Schmitz, under this conviction, was sentenced to serve five years in the penitentiary.

[235]

As early as March 20, 1907, two days after the Supervisors gave their confession to the Grand Jury, The Chronicle touched upon the growing resistance to the prosecution. It said:

“In the leading political clubs there is talk of Governor Gillett removing Mayor Schmitz and appointing a successor. This is in the line of gossip, however, for there is a legal question involved, the framers of the municipal Charter having provided no means for the removal of the head of the municipal government should he be found criminally derelict. There is also some talk of Schmitz resigning if Heney will vaccinate him and render him immune from punishment for his offenses, as he is said to have done with the Supervisors. Another angle of the gossip in this regard is that the Mayor will appoint a Board of Supervisors picked by prominent merchants and professional men who have organized for the purpose of redeeming San Francisco from the toils of the grafters.”

[236]

The Chronicle, in its issue of April 3, in discussing this phase of the situation, said:

“The spectacle of the entire legislative body of a city confessing to the acceptance of great bribes is astonishing.
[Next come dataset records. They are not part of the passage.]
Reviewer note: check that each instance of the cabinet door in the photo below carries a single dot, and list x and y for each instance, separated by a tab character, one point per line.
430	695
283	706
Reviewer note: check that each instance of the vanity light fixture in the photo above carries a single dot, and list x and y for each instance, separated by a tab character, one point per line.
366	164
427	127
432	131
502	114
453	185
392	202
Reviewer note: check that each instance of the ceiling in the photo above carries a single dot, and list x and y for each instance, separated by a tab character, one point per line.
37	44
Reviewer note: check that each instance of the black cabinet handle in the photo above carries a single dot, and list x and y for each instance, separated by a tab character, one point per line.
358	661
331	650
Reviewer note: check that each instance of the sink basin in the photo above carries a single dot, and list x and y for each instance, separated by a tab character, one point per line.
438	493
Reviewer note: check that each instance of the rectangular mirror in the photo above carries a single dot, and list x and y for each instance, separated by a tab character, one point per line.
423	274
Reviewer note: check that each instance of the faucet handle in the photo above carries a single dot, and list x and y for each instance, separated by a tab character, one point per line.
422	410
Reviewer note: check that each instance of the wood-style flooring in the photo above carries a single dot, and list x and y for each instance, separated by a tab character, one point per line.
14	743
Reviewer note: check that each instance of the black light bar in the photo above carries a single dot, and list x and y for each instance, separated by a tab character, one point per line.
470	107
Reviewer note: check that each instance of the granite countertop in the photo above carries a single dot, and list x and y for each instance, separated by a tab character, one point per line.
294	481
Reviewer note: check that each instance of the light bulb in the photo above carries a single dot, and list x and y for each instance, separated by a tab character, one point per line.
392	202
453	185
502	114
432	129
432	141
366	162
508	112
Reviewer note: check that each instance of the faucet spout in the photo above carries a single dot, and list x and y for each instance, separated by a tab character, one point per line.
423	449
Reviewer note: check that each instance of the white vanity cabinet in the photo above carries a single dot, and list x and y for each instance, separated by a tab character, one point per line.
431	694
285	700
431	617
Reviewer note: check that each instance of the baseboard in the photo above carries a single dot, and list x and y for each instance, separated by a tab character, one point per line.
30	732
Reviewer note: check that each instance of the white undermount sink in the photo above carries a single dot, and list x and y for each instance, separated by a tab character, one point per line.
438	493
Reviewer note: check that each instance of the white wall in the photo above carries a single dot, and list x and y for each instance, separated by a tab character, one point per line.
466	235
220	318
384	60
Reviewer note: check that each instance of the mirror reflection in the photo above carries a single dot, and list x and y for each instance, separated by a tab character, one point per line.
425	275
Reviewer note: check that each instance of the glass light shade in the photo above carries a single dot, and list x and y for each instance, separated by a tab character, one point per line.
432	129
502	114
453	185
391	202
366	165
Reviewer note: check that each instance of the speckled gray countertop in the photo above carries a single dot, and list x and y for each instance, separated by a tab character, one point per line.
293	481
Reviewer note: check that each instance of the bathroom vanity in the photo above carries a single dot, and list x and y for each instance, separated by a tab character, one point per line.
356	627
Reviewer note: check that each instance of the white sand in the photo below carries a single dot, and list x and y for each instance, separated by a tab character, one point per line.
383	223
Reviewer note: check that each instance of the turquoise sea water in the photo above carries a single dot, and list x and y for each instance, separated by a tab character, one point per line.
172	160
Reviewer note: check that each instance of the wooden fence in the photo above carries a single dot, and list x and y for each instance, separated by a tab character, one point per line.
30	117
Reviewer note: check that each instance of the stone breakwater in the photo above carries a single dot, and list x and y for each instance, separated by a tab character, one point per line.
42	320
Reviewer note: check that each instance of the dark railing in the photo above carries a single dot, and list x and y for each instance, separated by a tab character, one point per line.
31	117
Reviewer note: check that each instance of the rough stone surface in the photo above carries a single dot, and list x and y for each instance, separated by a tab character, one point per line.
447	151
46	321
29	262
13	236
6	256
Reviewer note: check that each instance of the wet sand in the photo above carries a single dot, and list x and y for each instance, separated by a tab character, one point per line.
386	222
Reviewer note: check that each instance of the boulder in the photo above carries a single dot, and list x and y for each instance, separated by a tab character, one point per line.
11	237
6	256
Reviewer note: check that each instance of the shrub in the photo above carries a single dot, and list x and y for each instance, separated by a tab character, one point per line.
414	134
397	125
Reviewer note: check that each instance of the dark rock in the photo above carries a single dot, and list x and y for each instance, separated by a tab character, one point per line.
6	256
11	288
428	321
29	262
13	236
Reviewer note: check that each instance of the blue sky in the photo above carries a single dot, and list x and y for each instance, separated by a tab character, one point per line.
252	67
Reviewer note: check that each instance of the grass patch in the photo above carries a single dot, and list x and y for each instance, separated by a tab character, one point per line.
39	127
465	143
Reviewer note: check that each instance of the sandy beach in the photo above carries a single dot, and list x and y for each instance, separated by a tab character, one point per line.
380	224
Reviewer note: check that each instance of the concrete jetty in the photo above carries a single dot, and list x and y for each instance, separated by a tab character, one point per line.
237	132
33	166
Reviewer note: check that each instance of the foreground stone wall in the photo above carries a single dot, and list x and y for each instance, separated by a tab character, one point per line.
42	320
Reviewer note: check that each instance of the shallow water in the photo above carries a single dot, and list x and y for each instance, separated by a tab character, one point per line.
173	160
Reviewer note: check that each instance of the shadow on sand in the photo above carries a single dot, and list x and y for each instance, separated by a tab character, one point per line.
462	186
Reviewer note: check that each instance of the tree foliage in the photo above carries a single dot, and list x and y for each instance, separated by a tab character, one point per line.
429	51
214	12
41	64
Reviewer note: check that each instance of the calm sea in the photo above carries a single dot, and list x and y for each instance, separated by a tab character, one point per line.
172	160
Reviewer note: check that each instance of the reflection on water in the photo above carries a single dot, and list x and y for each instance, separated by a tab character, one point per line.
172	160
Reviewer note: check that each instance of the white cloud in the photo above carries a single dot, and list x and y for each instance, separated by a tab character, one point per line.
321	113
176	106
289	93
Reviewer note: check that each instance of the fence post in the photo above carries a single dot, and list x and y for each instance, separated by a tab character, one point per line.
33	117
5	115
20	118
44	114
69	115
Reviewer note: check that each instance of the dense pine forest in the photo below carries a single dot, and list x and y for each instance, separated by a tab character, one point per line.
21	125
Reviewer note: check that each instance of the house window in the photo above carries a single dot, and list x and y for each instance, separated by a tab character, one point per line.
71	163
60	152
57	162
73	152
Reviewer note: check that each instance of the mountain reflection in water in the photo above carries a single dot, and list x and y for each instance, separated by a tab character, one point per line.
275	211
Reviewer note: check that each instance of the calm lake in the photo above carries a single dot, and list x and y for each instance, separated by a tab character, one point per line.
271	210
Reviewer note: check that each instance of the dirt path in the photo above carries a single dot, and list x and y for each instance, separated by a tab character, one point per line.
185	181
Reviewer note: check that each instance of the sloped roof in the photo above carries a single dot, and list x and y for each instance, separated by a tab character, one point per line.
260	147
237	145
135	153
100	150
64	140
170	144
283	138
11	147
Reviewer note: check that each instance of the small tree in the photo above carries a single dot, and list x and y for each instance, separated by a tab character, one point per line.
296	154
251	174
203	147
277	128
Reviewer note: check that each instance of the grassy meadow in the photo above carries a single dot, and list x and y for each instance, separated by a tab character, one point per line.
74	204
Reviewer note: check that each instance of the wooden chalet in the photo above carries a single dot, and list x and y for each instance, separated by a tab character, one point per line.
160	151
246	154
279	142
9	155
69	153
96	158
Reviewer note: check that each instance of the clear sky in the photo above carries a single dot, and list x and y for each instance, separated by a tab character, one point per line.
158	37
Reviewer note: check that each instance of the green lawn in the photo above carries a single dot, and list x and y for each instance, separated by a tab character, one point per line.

Their continuance in office and consultation with the good citizens as to the best methods of restoring good government is unique. In many parts of the country there is outspoken disapproval of the course which is being taken, and loud declarations that if there were any good citizenship in San Francisco the confessed rogues would be driven out of office and hustled into the penitentiary. It is declared that in granting ‘immunity’ to these Supervisors the city is again disgraced. Of course, all this is absurd. In the first place, there is no evidence and little probability that immunity has been promised to anybody. Secondly, if the present Supervisors should resign Schmitz would promptly fill their places with men whom he can more implicitly trust but who would not be subject to indictment or in any way amenable to decent influence. As for Schmitz, he will remain Mayor until he is convicted of crime. The public does not know how that conviction is to be got. It is supposed that some Supervisor can give part of the necessary evidence, but no Supervisor can be compelled to give any evidence at all, and they probably would give none, if driven out. They are not obliged to criminate themselves. As for Schmitz, he is still defiant. He apparently does not believe that under the legal rules of evidence he can be convicted of what he evidently did. The journals which contrast our slow movement with the swift punishment which befell briber and bribed when the Broadway street railroad franchise was purchased doubtless do not understand that the laws and court procedure in California are designed not to convict criminals, but to aid their escape from justice, and that when Jake Sharp bought the New York Aldermen he did not also buy the authority which filled vacancies in the Board. As the situation in this city is unique, so, also, must be our methods of dealing with it. It may be that every Supervisor ought to be promptly indicted but it is certain that that is the one thing most ardently desired by the innumerable company of grafters outside the board. And it may not be but to help them.”

[237]

Keane had two champions on the board, however. Supervisors J. J. O’Neil and O. A. Tveitmoe. They resisted Keane’s discharge, denouncing it as unwarranted and cowardly. Mayor Schmitz vetoed the resolution removing Keane. The Supervisors, however, adopted the resolution over the Mayor’s veto.